Elle a le rire facile, Manon Bernillon. La longue fille brune, reflets au henné, rigole quand on lui demande si elle compte aller au meeting de Frédéric Pronchéry, «le» candidat de Belleville-en-Beaujolais. Donné favori, déjà conseiller municipal, il est l'héritier du maire sortant, le centriste Bernard Fialaire, réélu en 2014 avec 100 % des voix, faute d'adversaire. Réponse ravie de Manon : «Absolument pas.»

A 22 ans, cette native de Belleville vient de créer son exploitation : 8 hectares en métayage de beaujolais, dont le raisin est revendu à la cave coopérative qui deale avec les négociants. 50 % du chiffre de la récolte va au propriétaire des terres, le reste pour elle. Manon a fait sa première vendange en 2018. «Pour l'instant, j'arrive à me tirer un salaire de 800 euros par mois, explique-t-elle. Au bout de quatre ou cinq ans, on peut avoir un revenu correct, ça va, je vis encore chez mes parents.» Ils sont également viticulteurs et c'est d'eux qu'elle tient ses infos sur la politique locale. Bernard Fialaire ? «Ils le trouvent très bien mais ils sont contents que ça se renouvelle.» Frédéric Pronchéry ? «C'est un ancien viticulteur, un ami à eux. Avoir un maire qui était vigneron avant, ça peut faire qu'il comprendra mieux.» Quel que soit l'élu, Manon veut «pouvoir travailler tranquillement», refusant «qu'ils nous pondent des normes n'importe comment».

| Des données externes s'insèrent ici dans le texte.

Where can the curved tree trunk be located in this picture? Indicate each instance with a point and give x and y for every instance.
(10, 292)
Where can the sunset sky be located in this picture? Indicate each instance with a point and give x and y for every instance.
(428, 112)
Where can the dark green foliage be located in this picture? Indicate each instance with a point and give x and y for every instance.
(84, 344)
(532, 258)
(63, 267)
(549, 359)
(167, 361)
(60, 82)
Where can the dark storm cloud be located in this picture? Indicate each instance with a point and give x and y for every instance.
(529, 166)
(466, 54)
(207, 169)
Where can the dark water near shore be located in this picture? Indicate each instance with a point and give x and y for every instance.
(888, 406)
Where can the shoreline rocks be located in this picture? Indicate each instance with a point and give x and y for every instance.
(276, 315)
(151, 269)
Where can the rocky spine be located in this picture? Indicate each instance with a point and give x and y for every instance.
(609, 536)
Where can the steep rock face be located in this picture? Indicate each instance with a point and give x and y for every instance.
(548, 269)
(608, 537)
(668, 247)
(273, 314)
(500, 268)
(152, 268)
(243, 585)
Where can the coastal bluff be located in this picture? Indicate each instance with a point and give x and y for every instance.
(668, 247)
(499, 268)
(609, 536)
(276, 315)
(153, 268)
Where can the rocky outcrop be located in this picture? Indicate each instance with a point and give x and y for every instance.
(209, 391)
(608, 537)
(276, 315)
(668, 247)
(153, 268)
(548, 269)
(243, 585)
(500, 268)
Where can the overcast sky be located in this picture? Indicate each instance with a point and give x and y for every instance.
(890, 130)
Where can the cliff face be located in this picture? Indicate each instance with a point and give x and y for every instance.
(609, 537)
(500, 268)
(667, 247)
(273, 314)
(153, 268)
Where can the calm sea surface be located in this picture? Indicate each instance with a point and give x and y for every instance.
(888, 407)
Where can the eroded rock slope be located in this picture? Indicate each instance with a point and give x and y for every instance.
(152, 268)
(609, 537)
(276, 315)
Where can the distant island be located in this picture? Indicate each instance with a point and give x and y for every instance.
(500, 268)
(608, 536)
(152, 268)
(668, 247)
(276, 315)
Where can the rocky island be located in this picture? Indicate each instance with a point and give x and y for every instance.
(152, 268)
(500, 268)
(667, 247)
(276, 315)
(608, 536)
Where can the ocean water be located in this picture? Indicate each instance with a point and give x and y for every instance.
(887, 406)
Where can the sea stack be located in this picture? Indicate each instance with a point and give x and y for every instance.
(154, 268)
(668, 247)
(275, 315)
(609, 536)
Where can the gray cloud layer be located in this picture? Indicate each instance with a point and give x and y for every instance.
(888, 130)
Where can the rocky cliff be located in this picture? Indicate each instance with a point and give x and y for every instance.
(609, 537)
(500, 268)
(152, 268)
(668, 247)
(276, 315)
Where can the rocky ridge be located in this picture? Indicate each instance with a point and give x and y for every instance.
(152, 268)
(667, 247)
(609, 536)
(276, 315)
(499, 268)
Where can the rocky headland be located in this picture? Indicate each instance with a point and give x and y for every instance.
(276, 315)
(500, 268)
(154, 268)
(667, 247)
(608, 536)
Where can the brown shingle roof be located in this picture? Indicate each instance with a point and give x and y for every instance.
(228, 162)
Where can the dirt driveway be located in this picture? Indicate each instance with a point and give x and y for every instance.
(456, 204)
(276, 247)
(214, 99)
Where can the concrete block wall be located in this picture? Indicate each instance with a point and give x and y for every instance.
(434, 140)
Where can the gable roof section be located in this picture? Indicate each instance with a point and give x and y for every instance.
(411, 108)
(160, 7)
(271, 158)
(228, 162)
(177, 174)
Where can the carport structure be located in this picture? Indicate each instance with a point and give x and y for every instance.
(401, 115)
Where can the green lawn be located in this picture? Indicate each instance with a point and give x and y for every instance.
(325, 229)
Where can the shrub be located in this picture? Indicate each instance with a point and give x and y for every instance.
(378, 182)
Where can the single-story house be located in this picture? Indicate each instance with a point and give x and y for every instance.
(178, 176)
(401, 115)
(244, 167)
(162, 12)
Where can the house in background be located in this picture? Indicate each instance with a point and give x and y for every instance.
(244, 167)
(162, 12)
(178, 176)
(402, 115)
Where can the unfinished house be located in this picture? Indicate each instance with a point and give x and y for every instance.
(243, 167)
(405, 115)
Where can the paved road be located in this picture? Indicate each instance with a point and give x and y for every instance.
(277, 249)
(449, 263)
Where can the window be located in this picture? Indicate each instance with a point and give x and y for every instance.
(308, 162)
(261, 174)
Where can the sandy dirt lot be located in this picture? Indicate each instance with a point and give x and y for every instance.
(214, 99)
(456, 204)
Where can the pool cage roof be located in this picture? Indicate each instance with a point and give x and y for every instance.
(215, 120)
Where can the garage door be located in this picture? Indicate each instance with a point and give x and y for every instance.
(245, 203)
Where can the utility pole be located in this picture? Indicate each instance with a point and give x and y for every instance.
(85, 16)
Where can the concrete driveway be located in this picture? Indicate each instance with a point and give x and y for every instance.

Le dernier dossier qui fâche les cultivateurs du Beaujolais, c'est la mise en place des zones de non-traitement au 1er janvier : «On n'a plus le droit de traiter à moins de dix mètres d'une maison, plus exactement des limites de propriété, et ici, ça pose rapidement problème», regrette-t-elle. D'autant qu'à Belleville, hormis la viticulture, l'un des principaux employeurs est l'usine Berthoud, qui fabrique depuis 1895… des pulvérisateurs pour la vigne. Manon voulait devenir tailleuse de pierre, mais n'envisageait pas de quitter son «pays». Après un bac pro à Dijon, faute d'un job à domicile dans sa branche, elle a «naturellement» repris racine au milieu des ceps. Au premier tour de la présidentielle, elle se souvient vaguement avoir voté pour «un pas connu bien de droite», sans doute Nicolas Dupont-Aignan, avant d'opter pour Emmanuel Macron : «Il essaie d'imposer des nouveautés alors que d'autres se sont beaucoup écrasés face aux grèves.» Elle en veut un peu aux gilets jaunes, dont l'acte I, en novembre 2018, a gâché le lancement du beaujolais nouveau. Quand Manon sort avec ses copines, elle va dans les bals ou «boire un coup dans les bars de village» qui n'ont pas encore disparu. «Si tout va bien, je devrais faire ça toute ma vie.» Rire clair.